Classificação: 4****/*

#237 MOLESKY, Mark, O Abismo de Fogo


Sinopse: No Dia de Todos os Santos, em 1755, um sismo abalou a terra, desde o fundo do oceano Atlântico até às costas ibérica e africana. No caminho estava Lisboa, então uma das cidades mais ricas do mundo e capital de um vasto império. Em minutos, parte da cidade transformou-se em ruínas.Mas isto foi apenas o começo. Meia hora depois, um maremoto originado pelo terramoto atingiu o litoral português, provocando uma enchente no rio Tejo, arrastando milhares de pessoas para o mar.

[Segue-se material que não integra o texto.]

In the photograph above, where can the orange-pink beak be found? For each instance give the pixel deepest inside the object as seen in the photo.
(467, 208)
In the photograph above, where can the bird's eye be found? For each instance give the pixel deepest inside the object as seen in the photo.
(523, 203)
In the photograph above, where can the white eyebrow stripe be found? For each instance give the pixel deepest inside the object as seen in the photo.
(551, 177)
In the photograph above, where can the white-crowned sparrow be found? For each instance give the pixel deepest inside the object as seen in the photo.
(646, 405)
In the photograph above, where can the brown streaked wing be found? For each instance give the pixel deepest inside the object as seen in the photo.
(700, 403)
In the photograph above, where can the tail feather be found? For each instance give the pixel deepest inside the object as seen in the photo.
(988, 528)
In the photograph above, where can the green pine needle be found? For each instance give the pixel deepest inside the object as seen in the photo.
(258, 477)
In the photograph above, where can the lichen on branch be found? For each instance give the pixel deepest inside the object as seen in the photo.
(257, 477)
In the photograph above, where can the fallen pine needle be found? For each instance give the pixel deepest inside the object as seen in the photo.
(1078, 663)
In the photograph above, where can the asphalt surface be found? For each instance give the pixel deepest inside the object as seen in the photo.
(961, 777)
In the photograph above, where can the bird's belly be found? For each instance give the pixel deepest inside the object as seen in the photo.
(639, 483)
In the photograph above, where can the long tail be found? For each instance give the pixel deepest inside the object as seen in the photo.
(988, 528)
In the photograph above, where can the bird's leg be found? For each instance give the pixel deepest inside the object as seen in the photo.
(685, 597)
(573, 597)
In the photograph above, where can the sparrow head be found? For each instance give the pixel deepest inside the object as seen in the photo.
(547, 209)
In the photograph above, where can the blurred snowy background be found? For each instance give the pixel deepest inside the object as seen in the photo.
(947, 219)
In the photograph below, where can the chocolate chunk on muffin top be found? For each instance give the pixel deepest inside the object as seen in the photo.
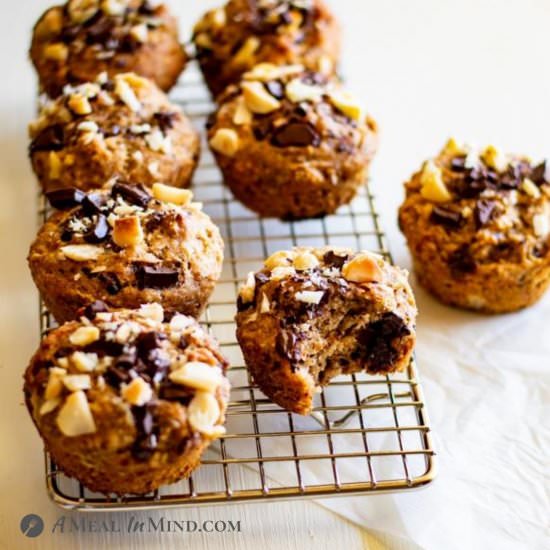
(126, 247)
(127, 400)
(232, 39)
(478, 226)
(74, 42)
(313, 313)
(123, 126)
(291, 143)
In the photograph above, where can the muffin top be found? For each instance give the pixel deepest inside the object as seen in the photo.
(492, 207)
(301, 287)
(127, 116)
(290, 110)
(244, 33)
(128, 381)
(81, 38)
(123, 240)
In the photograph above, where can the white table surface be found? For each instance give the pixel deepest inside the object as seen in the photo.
(426, 69)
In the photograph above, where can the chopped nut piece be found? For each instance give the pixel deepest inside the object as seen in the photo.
(494, 158)
(83, 336)
(79, 104)
(364, 268)
(346, 103)
(82, 252)
(157, 141)
(155, 312)
(268, 71)
(265, 306)
(127, 232)
(54, 387)
(75, 417)
(140, 32)
(279, 259)
(453, 148)
(530, 188)
(258, 99)
(174, 195)
(75, 382)
(88, 126)
(247, 290)
(242, 114)
(310, 296)
(282, 273)
(84, 362)
(126, 94)
(49, 405)
(298, 91)
(114, 7)
(305, 260)
(198, 375)
(137, 392)
(225, 142)
(541, 225)
(55, 165)
(203, 412)
(433, 186)
(82, 10)
(248, 49)
(56, 52)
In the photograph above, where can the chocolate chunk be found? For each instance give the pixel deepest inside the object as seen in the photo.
(110, 281)
(176, 392)
(146, 8)
(49, 139)
(165, 121)
(296, 134)
(147, 433)
(99, 231)
(133, 194)
(484, 211)
(92, 204)
(335, 260)
(541, 173)
(101, 32)
(447, 217)
(276, 89)
(149, 276)
(69, 33)
(461, 262)
(63, 199)
(458, 164)
(376, 341)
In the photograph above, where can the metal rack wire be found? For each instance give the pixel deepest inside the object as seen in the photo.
(367, 434)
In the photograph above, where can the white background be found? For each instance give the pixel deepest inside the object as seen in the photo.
(426, 69)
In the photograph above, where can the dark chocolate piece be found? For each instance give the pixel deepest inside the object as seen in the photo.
(63, 199)
(99, 231)
(296, 134)
(447, 217)
(133, 194)
(149, 276)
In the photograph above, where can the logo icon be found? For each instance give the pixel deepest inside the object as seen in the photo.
(32, 525)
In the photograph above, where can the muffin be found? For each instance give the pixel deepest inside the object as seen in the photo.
(75, 42)
(125, 402)
(125, 126)
(126, 247)
(478, 227)
(314, 313)
(230, 40)
(291, 143)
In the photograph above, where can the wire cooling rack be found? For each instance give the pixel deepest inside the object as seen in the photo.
(367, 434)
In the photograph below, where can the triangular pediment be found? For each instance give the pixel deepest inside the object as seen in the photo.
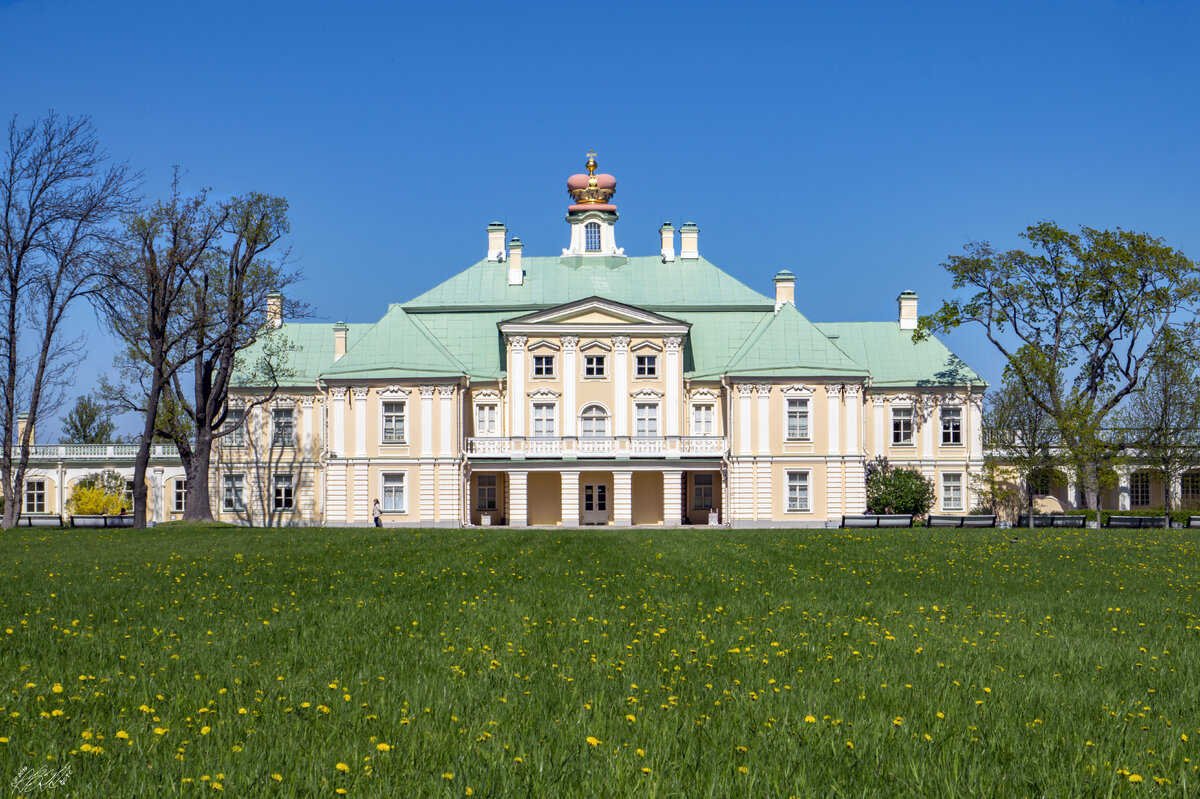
(594, 311)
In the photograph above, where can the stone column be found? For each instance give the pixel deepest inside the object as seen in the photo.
(621, 385)
(623, 498)
(519, 498)
(516, 385)
(672, 497)
(570, 379)
(570, 498)
(360, 420)
(675, 384)
(339, 395)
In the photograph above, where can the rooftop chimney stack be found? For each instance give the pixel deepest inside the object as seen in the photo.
(340, 331)
(274, 310)
(785, 289)
(516, 274)
(689, 241)
(667, 234)
(907, 301)
(496, 235)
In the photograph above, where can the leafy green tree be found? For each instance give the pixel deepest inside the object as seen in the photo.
(88, 422)
(1093, 305)
(894, 490)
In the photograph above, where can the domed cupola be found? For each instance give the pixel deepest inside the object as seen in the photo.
(592, 215)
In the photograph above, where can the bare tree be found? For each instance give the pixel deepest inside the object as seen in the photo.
(59, 203)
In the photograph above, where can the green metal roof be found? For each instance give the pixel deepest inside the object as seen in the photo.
(310, 354)
(645, 282)
(894, 359)
(396, 347)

No final do dia, ondas gigantes haviam feito vítimas em quatro continentes.Completando a destruição, uma tempestade de fogo engoliu quase tudo o que restava da cidade, atingindo os sobreviventes com temperaturas que excederam os 1000 ºC. As chamas prolongaram-se por várias semanas.Tendo por base novas fontes, as últimas descobertas científicas e um profundo conhecimento da história da Europa, Mark Molesky dá-nos um relato do Grande Desastre de Lisboa e do seu impacto no Ocidente, em que se inclui a descrição do primeiro movimento de ajuda humanitária mundial, do aparecimento de uma ditadura em Portugal (que, apesar de tudo, serviu para modernizar o país) e do efeito da catástrofe no Iluminismo europeu.Muito mais do que uma crónica sobre destruição, O Abismo de Fogo é um emocionante drama humano onde surgem personagens inesquecíveis, como o marquês de Pombal, que encontra no caos o caminho para o poder, ou Gabriel Malagrida, o carismático jesuíta que acabou por ser morto devido à sua interpretação do terramoto como castigo divino.

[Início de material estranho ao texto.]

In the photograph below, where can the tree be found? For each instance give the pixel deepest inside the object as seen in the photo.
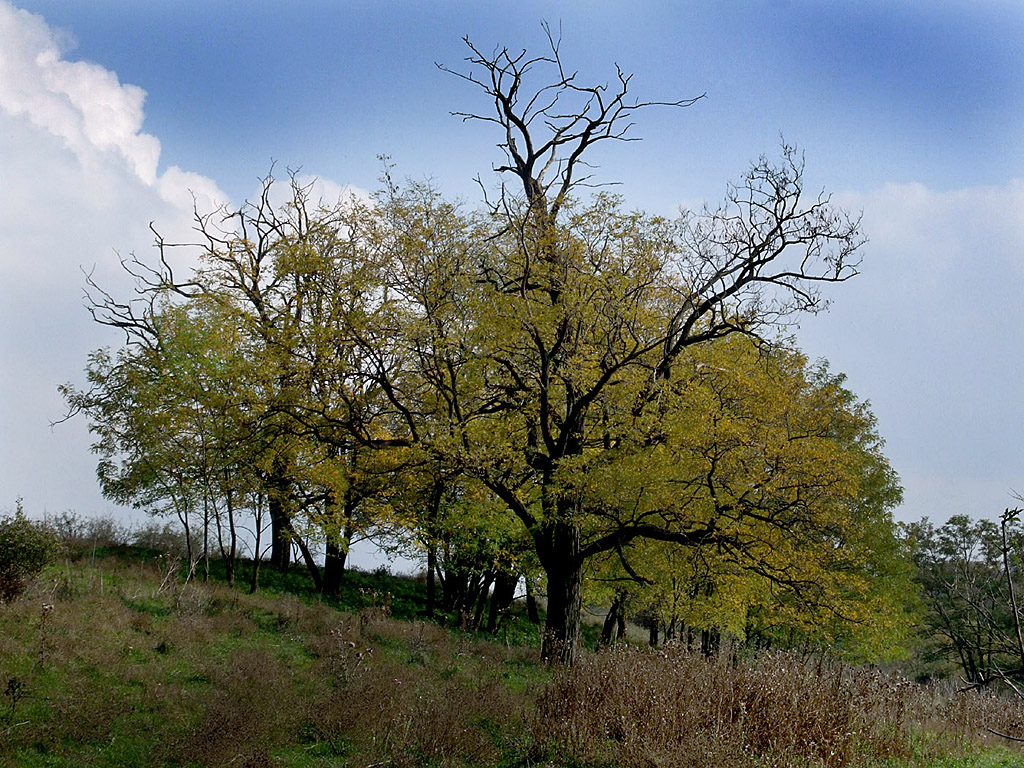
(787, 464)
(969, 573)
(555, 358)
(544, 348)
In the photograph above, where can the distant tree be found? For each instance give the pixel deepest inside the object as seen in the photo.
(542, 356)
(552, 345)
(971, 579)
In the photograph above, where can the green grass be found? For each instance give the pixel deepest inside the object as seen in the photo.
(130, 669)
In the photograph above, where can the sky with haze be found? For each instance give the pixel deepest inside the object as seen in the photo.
(117, 114)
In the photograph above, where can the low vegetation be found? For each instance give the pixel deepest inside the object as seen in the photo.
(114, 656)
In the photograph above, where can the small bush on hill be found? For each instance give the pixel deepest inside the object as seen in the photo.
(26, 548)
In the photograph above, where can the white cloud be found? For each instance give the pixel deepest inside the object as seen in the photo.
(80, 183)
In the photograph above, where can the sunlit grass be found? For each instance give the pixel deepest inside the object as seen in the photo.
(108, 663)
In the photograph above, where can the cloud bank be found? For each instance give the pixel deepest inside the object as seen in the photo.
(931, 333)
(80, 183)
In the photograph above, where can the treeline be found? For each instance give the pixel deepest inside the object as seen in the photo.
(551, 389)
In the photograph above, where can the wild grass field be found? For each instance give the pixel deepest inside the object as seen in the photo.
(111, 657)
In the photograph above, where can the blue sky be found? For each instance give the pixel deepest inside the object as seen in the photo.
(112, 114)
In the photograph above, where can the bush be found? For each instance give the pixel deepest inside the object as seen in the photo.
(26, 548)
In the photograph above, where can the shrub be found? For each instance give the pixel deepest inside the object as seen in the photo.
(26, 548)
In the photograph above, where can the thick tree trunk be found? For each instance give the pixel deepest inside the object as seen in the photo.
(564, 569)
(502, 598)
(531, 610)
(431, 579)
(334, 566)
(279, 489)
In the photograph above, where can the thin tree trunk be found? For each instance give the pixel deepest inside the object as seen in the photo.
(431, 579)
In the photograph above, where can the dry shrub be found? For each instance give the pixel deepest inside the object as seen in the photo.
(975, 714)
(255, 700)
(406, 707)
(638, 708)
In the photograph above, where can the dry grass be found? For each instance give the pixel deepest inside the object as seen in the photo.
(127, 669)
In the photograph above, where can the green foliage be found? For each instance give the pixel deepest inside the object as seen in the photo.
(969, 616)
(26, 548)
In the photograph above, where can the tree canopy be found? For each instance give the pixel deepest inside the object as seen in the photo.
(583, 386)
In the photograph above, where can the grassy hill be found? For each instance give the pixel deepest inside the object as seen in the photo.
(113, 658)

«As batalhas perenes da humanidade entre a fé e a razão sempre foram postas à prova nos momentos de calamidade. O terramoto de 1755 foi o primeiro e mais dramático desses momentos na era moderna, e aguardava pacientemente o seu historiador. Tem finalmente, em Mark Molesky, o seu brilhante analista.»[Simon Schama]

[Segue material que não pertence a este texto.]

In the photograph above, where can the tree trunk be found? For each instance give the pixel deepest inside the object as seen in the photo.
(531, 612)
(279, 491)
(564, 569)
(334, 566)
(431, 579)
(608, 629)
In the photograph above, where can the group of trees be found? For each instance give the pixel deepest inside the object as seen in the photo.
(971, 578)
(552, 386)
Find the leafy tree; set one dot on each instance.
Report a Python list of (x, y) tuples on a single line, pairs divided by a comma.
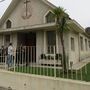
[(61, 18)]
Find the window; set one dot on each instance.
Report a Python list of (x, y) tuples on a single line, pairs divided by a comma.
[(51, 41), (81, 43), (86, 44), (72, 44), (8, 24), (50, 17)]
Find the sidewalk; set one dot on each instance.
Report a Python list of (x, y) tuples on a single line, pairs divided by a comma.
[(81, 64)]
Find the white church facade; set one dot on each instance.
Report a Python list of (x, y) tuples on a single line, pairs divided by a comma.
[(28, 23)]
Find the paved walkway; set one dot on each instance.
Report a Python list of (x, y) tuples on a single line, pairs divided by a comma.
[(81, 64)]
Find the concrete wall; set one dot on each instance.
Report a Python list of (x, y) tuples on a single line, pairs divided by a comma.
[(18, 81)]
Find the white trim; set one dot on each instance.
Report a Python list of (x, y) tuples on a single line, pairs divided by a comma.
[(46, 15)]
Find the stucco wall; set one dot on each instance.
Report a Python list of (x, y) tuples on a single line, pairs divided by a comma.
[(18, 81)]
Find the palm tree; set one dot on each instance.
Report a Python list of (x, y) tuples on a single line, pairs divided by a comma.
[(61, 18)]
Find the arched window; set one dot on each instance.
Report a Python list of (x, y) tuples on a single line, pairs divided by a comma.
[(50, 17), (8, 24)]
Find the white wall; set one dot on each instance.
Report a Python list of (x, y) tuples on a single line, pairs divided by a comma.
[(18, 81)]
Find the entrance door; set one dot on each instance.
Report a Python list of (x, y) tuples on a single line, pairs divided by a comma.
[(7, 40), (29, 41)]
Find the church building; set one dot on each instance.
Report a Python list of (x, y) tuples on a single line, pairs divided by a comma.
[(31, 23)]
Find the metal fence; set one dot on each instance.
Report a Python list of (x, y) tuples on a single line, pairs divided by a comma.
[(25, 60)]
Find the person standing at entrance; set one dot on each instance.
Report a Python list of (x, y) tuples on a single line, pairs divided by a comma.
[(10, 55)]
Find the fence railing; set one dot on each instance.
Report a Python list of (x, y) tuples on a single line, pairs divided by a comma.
[(49, 64)]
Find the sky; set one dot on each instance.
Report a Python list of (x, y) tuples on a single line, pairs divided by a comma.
[(77, 9)]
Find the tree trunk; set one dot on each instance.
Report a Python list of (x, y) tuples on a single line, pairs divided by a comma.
[(63, 51)]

Opinião: Li atentamente cerca de 70% do livro, as partes que se referiam aos vários rostos do desastre e da reconstrução, surpreendida pela horda de novidades sobre esta época tão complexa que o livro oferece. 

O terramoto, os seus meandros e implicações, o sol a nascer Às 06h02 desse dia fatídico, e a pôr-se às 17h47, para lá de nuvens de fumo e cinzas, fogo e gritos de desalento. Esses são os detalhes que me interessam. O livro explora e complementa muitas outras fontes. É uma obra descomunal de pesquisa e interpretação de um momento complexo que perdurou no tempo, que marcou a civilização europeia, que permitiu a ascensão de um déspota ao governo de Portugal, e que trouxe Portugal, do modo mais violento possível, para a era das luzes.

(Passei por cima das explicações científicas, isto é: daquilo que hoje se sabe sobre a possível origem deste terramoto, e também da parte do processo dos Távoras e de outras medidas do Marquês, no Douro, Coimbra, além-fronteiras, etc.).